A conservative industrialist, Bolloré has a powerful media empire that includes Canal+ and its in-house production operation, StudioCanal, Europe’s leading film and television production and distribution group. StudioCanal’s latest films include Amy Winehouse biopic Back to Black and Paddington in Peru.

Vincent Bolloré at the French senate hearing on the impartiality and financing of public broadcasting in March. Photo: Gonzalo Fuentes/Reuters

It also owns the CNews channel, the Europe 1 radio station and the Sunday newspaper Le Journal du Dimanche.

Speaking in Cannes on Sunday, Canal+ chief executive Maxime Saada called the petition “an injustice to Canal+ teams who are determined to defend the independence of Canal+ and the full diversity of its selections.”

He added: “I will no longer work with the people who signed this petition and I do not want Canal to work with them anymore.”

In an open letter, film industry figures said they were concerned about the situation. Canal+ took share from UGCIt is the third largest network of French cinemas, with the aim of fully owning it in 2028. They said Bolloré would be “in a position to control the entire production chain of films, from their financing to distribution and release on the big and small screen.”

They said that “behind his business suit” Bolloré was promoting a reactionary, far-right project for society “through television channels and publishing houses such as CNews” and that they feared this would spill over into the film.

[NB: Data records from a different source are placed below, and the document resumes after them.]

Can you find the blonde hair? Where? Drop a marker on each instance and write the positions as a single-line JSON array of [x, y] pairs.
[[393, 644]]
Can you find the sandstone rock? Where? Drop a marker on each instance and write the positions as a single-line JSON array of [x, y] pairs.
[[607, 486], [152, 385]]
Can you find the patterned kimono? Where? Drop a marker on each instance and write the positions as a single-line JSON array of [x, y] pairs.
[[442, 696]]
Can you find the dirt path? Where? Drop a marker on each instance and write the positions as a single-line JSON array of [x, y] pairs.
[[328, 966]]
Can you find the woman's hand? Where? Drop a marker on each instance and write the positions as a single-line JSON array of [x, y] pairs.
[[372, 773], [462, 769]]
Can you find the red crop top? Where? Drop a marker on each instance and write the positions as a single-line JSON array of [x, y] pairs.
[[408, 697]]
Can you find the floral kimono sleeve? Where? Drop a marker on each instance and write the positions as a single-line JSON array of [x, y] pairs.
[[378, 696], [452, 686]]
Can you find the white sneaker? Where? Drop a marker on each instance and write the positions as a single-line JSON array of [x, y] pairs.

“Effect [his] “The ideological attack on the content of the films has been cautious so far, but we are under no illusions: this will not last long,” they wrote.

The turmoil mirrors similar turmoil in the publishing industry. In an unprecedented move last month, more than 100 authors left the Grasset publishing house in protest at Bolloré’s control of parent company Hachette. “We refuse to become hostages in an ideological war aimed at imposing authoritarianism in culture and media,” the authors wrote.

In a sign of Bollore’s divisive reputation, the Canal+ logo was booed at some screenings at Cannes this year, including the opening film The Electric Kiss.

At a senate hearing in 2022, Bolloré rejected political or ideological interventionism, saying his interest in buying media was purely financial and about promoting the French soft power of his cultural empire.

After writers revolted against the publishing business last month, Bolloré wrote in Le Journal du Dimanche that those quitting were “a small caste who consider themselves superior to everyone else.” “As for the attacks on my ‘ideology’, I am a Christian democrat,” he said.